The Perl Short Questions Megathread: executable line noise

The Something Awful Forums > Discussion > Serious Hardware/Software Crap > The Cavern of COBOL > The Perl Short Questions Megathread: executable line noise

«‹›72 »

Nevergirls: Jul 4, 2004; It's not right living this way, not letting others know what's true and what's false.

Rohaq posted:

Quick question, I'm using while(<>) to iterate through a file line by line at the moment, is there a quick way to remove the line being processed from the file at the end of the loop, without messing up the while loop? I'd like to process a line, then remove it from the file after it's done.

You can turn on in-place edit mode in the file, just like using -i on the command line:

code:

BEGIN { $^I = ".bak" }

while (<>) {
  print if /dick/;
}

Only the lines you tell perl to print will end up in the file.

# ? Dec 16, 2011 17:06

Adbot: ADBOT LOVES YOU

# ? May 21, 2024 06:03

Mario Incandenza: Aug 24, 2000; Tell me, small fry, have you ever heard of the golden Triumph Forks?

wntd posted:

BEGIN { $^I = ".bak" }

Neat!

# ? Dec 19, 2011 00:36

Clanpot Shake: Aug 10, 2006; shake shake!

At my work we process very large XML files. They can be up to 1GB and are usually linarized or have only a couple line breaks. We use Java's STAX to process the document, going through and replacing placeholder attributes with their correct value, which takes 30-40 minutes for the largest files.

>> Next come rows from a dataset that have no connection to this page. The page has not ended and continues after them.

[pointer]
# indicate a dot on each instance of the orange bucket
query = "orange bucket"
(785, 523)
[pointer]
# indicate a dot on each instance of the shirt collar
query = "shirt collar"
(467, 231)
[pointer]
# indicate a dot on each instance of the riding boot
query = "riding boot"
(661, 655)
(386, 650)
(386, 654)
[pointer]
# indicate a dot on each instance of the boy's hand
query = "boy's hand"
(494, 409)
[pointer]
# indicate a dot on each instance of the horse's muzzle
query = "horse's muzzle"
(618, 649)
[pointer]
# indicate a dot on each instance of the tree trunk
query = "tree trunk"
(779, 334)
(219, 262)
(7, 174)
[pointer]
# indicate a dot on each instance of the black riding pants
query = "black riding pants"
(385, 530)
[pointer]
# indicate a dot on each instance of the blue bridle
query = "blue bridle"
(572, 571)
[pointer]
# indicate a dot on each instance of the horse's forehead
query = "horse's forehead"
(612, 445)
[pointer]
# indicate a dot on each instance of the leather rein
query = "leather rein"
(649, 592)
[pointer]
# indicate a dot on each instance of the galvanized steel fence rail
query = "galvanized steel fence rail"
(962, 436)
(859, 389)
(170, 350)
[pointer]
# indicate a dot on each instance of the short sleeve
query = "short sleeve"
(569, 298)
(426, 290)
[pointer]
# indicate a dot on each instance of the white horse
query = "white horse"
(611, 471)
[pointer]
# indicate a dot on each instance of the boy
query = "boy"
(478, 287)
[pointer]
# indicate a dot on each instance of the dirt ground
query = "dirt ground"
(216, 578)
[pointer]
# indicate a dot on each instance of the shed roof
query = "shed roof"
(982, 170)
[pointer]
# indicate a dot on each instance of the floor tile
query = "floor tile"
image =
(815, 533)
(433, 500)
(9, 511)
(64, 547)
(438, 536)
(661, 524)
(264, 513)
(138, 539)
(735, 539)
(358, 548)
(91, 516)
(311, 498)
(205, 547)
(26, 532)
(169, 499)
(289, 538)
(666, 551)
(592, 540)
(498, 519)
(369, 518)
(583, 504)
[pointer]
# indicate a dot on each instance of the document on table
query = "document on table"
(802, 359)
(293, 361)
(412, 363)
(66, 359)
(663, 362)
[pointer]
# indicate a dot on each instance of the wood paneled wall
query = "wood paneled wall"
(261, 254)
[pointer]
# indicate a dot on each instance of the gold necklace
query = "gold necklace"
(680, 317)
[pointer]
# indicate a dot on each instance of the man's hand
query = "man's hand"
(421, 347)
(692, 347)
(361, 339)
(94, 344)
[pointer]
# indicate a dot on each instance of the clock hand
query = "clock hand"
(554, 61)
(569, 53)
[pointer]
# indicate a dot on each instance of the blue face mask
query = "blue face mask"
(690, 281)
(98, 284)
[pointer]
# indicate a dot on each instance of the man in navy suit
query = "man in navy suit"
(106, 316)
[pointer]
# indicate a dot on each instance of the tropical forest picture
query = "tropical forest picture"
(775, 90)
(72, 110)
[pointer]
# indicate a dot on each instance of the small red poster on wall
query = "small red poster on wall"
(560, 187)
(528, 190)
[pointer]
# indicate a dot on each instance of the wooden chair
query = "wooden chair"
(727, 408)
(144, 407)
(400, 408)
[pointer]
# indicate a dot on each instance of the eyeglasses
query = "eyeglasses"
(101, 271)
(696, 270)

I want to replace this with a Perl script using regular expressions. I've gotten them working, but only if I first pretty print the XML, which takes 7-10 minutes to do. It's still a net gain, but it would be better if I had something that was just one step. Is there a Perl utility out there that handles XML faster than Java that I should look into?

# ? Dec 29, 2011 21:33

JawnV6: Jul 4, 2004; So hot ...

Clanpot Shake posted:

At my work we process very large XML files.

I want to replace this with a Perl script using regular expressions.

No. No you don't.

# ? Dec 29, 2011 22:03

Anaconda Rifle: Mar 23, 2007; Yam Slacker

You might want to try one of the many XML parsers on CPAN. Perl's own FAQ advises against using regular expressions with markup languages.

# ? Dec 29, 2011 22:09

Ursine Catastrophe: Nov 9, 2009; It's a lovely morning in the void and you are a horrible lady-in-waiting.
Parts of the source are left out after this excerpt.